28 Nisan 2010 Çarşamba

Dünyanın Bir Ucu Patagonya


Patagonya’da olmaktan ve bu vahşi doğayı tanıma şansına erişmiş olmaktan dolayı çok mutluyum. Gözlerim bayram ediyor bu doğal şölen karşısında. Bembeyaz bulut kümelerinin dans ettiği masmavi gök kubbe, rüzgarın esiş yönüne doğru şekillenmiş olan ağaç kümeleri, çitlerle çevrilmiş hiç ağaç olmayan kocaman araziler ve bu arazilerde otlayan yüzlerce büyük ve küçük baş hayvanlar, bu arazilerin ortasına kondurulmuş bacası tüten birbirinden çok ama çok uzak evler, at üzerinde botları ve şapkaları ile bu hayvanları güden insanlar, kilometrelerce süren uzun yollar, saatlerce yol alıyor olmamıza rağmen ancak birkaç aracın karşı yönden gelmesi, uzunca süre sadece boşlukta kayıyormuş izlenimi veren yanından geçtiğimiz turkuaz, cam mavisi ve gökyüzü ile birleşen göller, önce kırmızıya, sonra turuncuya, sonra da bu haliyle hayranı olduğum pembeye dönen devasal insanı yutan, içinde kaybolunan gökyüzü.
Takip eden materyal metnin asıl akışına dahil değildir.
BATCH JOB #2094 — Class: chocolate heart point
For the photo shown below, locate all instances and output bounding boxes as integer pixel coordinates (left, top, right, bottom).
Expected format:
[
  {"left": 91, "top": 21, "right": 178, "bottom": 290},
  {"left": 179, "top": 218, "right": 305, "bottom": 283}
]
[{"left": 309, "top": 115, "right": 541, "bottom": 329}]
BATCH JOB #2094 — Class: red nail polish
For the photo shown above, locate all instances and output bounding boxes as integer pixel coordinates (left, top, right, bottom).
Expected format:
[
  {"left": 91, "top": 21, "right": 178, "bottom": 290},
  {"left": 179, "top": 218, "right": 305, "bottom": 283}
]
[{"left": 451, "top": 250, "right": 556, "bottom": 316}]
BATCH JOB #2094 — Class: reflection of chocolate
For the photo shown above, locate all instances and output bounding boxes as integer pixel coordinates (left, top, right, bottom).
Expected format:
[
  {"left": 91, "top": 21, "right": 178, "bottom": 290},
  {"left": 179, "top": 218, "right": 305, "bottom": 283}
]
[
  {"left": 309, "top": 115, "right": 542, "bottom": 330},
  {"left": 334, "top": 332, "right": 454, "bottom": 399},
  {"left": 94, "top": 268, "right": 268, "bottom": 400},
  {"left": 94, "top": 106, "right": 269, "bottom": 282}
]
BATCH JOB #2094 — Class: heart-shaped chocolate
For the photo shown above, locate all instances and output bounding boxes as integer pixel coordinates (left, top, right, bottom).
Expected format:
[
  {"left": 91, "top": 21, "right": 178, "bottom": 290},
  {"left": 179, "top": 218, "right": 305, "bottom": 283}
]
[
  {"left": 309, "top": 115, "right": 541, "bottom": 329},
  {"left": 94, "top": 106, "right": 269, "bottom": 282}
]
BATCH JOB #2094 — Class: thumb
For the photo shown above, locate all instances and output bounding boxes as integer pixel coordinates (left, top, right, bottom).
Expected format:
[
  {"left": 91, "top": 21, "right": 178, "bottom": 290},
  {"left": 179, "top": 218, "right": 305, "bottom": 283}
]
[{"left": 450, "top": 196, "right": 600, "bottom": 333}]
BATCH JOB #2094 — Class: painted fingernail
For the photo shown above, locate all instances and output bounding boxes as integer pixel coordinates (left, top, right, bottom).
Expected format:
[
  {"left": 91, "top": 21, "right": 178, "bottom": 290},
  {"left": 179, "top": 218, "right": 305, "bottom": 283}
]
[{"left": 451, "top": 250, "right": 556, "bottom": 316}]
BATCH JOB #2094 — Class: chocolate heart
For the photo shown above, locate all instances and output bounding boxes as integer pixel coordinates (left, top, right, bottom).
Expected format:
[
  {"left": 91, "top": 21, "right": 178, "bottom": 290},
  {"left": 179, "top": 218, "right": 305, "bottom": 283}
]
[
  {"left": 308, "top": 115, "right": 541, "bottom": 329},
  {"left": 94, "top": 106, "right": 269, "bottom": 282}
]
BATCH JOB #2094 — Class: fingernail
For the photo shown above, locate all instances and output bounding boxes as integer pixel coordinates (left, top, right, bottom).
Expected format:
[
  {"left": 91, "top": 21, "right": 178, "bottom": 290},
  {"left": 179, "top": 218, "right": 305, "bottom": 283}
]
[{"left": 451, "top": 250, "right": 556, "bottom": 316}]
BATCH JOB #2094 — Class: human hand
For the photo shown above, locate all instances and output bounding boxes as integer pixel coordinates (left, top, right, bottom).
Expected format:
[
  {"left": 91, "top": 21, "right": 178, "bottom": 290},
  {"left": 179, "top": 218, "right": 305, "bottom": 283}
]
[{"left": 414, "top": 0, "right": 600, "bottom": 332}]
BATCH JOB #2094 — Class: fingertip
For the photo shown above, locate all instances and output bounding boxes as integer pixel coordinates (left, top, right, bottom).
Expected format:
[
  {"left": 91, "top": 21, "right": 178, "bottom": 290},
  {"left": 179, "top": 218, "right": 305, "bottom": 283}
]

Yol kenarlarında çitlerin üstlerine tünemiş ve tek tük geçen araçları seyreden, isimlerini bilmediğim, göz göze geldiğimde bana bir filmde oynuyormuşum çelişkisi yarattıran çeşit çeşit kuşlar, vahşi deve kuşları, guanokolar. Ne kadar yazarsam yazayım yeterli olmayacak bu toprakları anlatmaya. Hep eksik kalacak, çektiğim fotoğraflarla desteklemeye çalışacağım.

Puerto Natales’le vedalaştıktan sonra hedefim Arjantin’in Ushuaia kenti idi. Hem Ushuaia’yı tanımak hem de Şili’nin ziyaret etmek istediğim son yerleşim yeri, aynı zamanda "End of the World" denilen en güney uç olan Puerto Williams’a gitmek istiyordum. Ushuaia, Arjantin’e bağlı bir şehir ama eğer Şili’ye bağlı olan Puerto Williams’a uçakla gitmiyorsanız, ulaşım ancak Ushuaia’dan, Beagle Kanal’ından botlarla sağlanabiliniyor; daha önce ki yazılarımda da değindiğim gibi doğa, Patagonya’da kendi kurallarını koyuyor ve Patagonya’da seyahat ederken bu iki ülke arasında giriş çıkış yapmak durumunda kalıyorsunuz. O yüzden şu anda pasaport sayfalarım Arjantin ve Şili giriş çıkışları ile dolmuş durumda neredeyse.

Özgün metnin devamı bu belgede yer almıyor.